Often one is well served by a readiness to revise one’s view of other people’s work. I have since early on had a dismissive attitude to the philosophy of Simon Blackburn, partly due to his contribution to a meta-ethical conversation that I as a student found dreary, and partly due to his negative review of Iris Murdoch’s Metaphysics as a Guide to Morals – a book I continue to find important. Recently, however, I came across one of his ideas in a context outside philosophy – in a popular book by the Swedish historian Sverker Sörlin – and was forced to reconsider.
Sörlin’s book is about the ideal of education/formation (German Bildung, or Swedish bildning)) that is distinctive to the Swedish workers’ movements of the 20th century, and has contributed to consolidating Swedish democracy in times of rapid industrialization, urbanization, modernization and social change. His proposition is that the bottom-up, democratic learning practices and easy access to non-formal education of this tradition provide a strong antidote to the range of contemporary phenomena that have been labeled post-truth. This potential has to do with its respectful, egalitarian atmosphere of communal learning, where ethical and epistemic strivings come together.
This is where Blackburn comes in. In the first pages of his book Being Good: A Short Introduction to Ethics Blackburn introduces the notion of a “moral or ethical environment”. We all live in this kind of environment and it determines what we find valuable, worthy, admirable, how we treat others and what kind of treatment we are ready to accept, our emotional responses of guilt, shame, pride, anger, gratitude and forgiveness. It should be clear from this characterization that ethical environments are various, and that they are historically conditioned. People can thrive under very different ethical conditions just as they can live well in rather different natural and physical conditions. But just like our natural environment, our ethical environment can be spoiled or destroyed through our own actions. We can cause it to change in ways that make it uninhabitable for humans or make habitation increasingly difficult.
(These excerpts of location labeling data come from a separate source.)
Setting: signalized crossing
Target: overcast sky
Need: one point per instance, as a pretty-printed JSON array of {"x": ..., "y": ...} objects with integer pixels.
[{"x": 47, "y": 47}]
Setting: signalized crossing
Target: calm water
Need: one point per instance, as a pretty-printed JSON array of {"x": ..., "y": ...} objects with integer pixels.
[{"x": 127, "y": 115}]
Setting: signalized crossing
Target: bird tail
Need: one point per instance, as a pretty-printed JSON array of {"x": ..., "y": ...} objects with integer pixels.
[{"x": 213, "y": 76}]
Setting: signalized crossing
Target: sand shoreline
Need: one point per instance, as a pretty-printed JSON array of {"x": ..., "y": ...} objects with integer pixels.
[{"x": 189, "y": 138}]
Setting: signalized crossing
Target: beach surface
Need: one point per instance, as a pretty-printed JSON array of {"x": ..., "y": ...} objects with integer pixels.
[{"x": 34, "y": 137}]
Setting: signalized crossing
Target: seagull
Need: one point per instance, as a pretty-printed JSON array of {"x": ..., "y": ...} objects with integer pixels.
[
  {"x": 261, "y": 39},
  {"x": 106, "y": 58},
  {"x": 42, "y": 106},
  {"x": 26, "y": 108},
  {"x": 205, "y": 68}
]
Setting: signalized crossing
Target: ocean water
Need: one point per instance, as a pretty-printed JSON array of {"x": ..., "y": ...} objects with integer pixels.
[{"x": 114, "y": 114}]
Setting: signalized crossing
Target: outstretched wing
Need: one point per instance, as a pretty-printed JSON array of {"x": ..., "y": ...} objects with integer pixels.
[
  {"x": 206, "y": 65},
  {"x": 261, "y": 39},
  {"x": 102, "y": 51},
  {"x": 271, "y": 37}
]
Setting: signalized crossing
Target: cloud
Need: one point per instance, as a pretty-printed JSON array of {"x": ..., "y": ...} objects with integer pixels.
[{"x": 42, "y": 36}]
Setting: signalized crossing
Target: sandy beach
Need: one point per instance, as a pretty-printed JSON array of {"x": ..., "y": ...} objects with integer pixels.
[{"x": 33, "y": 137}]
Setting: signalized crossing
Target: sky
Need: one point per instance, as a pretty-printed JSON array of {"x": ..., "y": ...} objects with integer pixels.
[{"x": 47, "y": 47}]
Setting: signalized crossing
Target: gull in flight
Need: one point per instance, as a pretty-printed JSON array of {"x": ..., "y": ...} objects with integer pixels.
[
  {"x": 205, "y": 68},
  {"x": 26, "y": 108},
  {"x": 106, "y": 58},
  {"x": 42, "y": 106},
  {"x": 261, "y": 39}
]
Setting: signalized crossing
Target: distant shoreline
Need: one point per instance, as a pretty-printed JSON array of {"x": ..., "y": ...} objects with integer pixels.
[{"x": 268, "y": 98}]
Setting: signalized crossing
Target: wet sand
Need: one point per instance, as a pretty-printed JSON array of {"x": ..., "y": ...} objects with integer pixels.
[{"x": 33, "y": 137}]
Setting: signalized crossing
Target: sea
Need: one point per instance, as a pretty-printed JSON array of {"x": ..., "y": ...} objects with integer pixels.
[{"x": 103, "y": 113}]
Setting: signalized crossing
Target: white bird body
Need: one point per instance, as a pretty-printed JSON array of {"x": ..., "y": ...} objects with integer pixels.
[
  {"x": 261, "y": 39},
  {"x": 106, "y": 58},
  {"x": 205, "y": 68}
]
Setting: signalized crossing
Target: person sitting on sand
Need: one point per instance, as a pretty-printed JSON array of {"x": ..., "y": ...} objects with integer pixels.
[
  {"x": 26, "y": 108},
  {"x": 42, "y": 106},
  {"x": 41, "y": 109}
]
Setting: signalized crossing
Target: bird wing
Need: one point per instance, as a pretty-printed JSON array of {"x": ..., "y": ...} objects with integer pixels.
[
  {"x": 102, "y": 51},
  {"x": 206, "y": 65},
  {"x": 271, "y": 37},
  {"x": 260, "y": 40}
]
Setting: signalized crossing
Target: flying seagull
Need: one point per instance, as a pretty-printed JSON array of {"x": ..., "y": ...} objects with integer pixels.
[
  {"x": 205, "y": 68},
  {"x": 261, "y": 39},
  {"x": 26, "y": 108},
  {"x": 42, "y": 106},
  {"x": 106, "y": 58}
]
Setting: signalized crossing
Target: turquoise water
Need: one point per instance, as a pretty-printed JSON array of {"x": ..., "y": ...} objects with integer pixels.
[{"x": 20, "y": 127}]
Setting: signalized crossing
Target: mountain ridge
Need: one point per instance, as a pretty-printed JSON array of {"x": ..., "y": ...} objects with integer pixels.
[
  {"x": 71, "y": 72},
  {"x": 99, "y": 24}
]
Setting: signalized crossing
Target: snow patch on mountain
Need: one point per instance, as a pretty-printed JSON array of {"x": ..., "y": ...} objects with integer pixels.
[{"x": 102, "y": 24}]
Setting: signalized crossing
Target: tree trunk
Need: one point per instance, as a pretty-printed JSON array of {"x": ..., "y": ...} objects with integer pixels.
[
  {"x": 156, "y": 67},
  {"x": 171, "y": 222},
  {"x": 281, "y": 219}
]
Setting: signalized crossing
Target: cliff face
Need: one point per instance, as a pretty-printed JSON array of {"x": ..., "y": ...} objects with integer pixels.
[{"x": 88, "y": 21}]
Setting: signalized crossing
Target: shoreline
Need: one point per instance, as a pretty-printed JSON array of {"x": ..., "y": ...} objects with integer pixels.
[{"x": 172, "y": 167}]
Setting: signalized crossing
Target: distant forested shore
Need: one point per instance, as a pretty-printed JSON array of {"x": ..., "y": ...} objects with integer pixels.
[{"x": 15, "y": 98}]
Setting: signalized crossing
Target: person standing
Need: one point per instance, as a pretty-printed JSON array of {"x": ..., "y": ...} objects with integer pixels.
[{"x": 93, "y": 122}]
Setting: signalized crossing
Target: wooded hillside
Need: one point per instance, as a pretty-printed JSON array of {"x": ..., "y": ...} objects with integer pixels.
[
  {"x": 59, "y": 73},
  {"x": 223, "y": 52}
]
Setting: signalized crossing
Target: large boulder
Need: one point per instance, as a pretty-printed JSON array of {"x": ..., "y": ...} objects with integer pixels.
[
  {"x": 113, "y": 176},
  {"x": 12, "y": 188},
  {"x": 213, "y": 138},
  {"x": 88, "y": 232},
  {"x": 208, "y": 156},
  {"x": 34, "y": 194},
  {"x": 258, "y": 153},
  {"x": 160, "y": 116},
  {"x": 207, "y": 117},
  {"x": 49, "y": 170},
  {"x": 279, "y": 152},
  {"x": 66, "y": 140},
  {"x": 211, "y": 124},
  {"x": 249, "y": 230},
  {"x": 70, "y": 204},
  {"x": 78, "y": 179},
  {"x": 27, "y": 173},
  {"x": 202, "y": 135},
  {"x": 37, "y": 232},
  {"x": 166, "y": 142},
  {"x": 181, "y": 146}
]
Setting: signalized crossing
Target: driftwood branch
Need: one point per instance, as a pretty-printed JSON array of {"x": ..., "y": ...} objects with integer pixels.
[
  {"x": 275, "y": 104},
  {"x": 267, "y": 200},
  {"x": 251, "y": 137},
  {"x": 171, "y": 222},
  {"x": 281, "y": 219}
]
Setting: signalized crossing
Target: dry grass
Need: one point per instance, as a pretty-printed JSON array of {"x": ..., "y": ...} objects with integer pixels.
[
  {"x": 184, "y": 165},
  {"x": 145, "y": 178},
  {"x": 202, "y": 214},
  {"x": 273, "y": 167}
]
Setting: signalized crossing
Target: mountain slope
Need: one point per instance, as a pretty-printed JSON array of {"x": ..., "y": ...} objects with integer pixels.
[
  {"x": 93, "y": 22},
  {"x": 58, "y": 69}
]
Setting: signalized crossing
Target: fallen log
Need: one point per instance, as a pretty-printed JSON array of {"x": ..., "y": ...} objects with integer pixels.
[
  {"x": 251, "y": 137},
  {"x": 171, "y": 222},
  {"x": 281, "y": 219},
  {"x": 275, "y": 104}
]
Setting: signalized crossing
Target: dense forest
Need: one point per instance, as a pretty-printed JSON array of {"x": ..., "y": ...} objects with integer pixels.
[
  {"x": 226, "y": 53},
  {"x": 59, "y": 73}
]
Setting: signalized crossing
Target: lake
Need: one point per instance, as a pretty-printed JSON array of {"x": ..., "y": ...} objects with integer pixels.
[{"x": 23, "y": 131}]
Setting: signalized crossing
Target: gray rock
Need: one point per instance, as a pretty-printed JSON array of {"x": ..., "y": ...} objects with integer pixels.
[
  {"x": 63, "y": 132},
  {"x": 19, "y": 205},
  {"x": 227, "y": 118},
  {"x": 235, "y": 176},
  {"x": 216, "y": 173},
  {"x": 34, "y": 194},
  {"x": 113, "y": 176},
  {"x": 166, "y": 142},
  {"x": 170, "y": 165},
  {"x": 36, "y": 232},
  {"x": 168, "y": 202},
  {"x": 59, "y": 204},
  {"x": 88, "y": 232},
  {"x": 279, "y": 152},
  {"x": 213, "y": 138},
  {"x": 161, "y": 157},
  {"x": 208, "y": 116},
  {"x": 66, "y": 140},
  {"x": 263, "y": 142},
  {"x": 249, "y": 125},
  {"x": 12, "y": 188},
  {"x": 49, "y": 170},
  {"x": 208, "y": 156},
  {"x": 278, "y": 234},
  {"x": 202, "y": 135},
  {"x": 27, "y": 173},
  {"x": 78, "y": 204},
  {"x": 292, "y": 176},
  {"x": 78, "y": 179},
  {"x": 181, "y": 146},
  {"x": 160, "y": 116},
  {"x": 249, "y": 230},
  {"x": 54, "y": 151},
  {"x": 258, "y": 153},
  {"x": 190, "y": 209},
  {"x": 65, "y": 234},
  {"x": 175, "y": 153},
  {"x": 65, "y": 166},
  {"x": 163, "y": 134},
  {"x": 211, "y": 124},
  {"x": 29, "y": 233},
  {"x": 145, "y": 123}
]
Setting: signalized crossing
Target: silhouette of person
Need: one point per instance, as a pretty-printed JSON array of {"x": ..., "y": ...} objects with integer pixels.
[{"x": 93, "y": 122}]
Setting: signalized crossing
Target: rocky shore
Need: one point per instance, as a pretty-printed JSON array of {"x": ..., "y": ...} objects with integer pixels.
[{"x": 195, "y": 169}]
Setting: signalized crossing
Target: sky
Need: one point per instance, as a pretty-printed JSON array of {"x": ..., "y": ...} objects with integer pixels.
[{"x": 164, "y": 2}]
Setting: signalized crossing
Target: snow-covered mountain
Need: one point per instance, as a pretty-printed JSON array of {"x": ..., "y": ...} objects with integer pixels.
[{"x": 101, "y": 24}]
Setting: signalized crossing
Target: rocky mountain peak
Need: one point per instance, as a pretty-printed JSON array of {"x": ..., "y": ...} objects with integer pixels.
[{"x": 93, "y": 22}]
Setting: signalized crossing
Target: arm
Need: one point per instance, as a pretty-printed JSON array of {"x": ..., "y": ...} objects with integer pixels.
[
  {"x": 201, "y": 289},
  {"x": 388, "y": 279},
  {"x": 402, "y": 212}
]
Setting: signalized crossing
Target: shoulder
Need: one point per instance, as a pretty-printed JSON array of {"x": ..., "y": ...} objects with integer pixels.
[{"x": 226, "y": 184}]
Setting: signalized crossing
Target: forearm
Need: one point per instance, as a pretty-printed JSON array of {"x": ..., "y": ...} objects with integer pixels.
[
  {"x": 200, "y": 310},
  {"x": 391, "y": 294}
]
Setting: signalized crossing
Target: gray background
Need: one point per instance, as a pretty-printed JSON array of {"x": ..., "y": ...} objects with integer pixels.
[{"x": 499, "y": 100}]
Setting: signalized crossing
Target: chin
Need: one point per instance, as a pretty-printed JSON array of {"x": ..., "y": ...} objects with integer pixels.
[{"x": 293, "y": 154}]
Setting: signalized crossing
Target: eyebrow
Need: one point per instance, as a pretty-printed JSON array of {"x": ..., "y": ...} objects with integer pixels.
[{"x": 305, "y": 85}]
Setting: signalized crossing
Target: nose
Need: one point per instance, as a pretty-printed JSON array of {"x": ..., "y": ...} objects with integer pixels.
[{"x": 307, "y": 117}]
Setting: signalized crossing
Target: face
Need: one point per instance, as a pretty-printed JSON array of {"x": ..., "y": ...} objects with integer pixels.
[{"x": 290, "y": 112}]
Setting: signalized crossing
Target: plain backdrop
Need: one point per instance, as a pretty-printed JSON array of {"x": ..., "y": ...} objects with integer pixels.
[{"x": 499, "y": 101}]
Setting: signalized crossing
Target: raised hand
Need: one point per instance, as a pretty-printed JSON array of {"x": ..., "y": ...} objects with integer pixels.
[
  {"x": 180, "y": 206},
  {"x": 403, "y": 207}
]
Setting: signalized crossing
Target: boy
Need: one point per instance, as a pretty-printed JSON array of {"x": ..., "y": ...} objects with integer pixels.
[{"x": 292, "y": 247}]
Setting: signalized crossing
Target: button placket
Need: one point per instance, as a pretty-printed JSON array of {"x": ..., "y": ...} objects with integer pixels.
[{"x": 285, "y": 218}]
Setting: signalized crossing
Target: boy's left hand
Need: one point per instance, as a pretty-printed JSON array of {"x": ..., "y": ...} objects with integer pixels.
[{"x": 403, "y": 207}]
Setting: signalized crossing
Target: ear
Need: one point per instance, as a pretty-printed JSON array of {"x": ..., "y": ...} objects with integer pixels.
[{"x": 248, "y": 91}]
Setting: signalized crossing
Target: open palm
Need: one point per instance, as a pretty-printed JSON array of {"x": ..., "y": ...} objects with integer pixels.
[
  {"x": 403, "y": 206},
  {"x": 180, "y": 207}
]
The analogy with our natural environment is brilliant in its pedagogical simplicity, because it brings forth the malleability of ethical forms of life, as well as their limits. Just like in the case of natural environments, we can debate and disagree over the significance of specific changes. Is local deforestation destroying the natural environment or just changing it? Is aggressive internet trolling damaging our moral environment or just changing it? We can all see that there are some points where change turns into destruction, and we can come together to vent our understanding of what is going on.
Sörlin borrows the idea of an ethical environment to talk about the current polarization of Western societies and to air a familiar concern about ongoing changes in moral standards.
For my own part, I find the idea helpful for my current work on the change of communal moral frameworks, norms, virtues, and values. It helps me to tune in to the dynamic relationship between universality and change in moral life. It does this in a way that seems equally useful for me as a moral philosopher, for the historian writing to a non-academic audience, the student reading up on relativism, the teacher dealing with cultural conflict among students, or the religious community renegotiating its dogmas due to internal and externa pressures.
It has this power because it works with an analogy which is easy to understand and easy to reflect upon for anyone sharing our contemporary everyday knowledge of threats to our natural environment. It is easy to apply to a variety of local ethical environments that may seem to be going awry. It invites attention to details and context, and mobilizes both casual and more specialized knowledge about these environments: kinds of knowledge that are not the prerogative of the moral philosopher.
Thus, Blackburn appears here, not just as another philosopher who writes about ethics to the public, but also a philosopher who seeks to help people to make use of their own complex and rich ethical knowledge and contextual understanding.
Nora Hämäläinen
References:
Simon Blackburn. 2003. Being Good: A Short Introduction to Ethics, 2nd Edition. New York: Oxford University Press.
Sverker Sörlin. 2019. Till bildningens försvar : Den svåra konsten att veta tillsammans. Stockholm: Natur och kultur.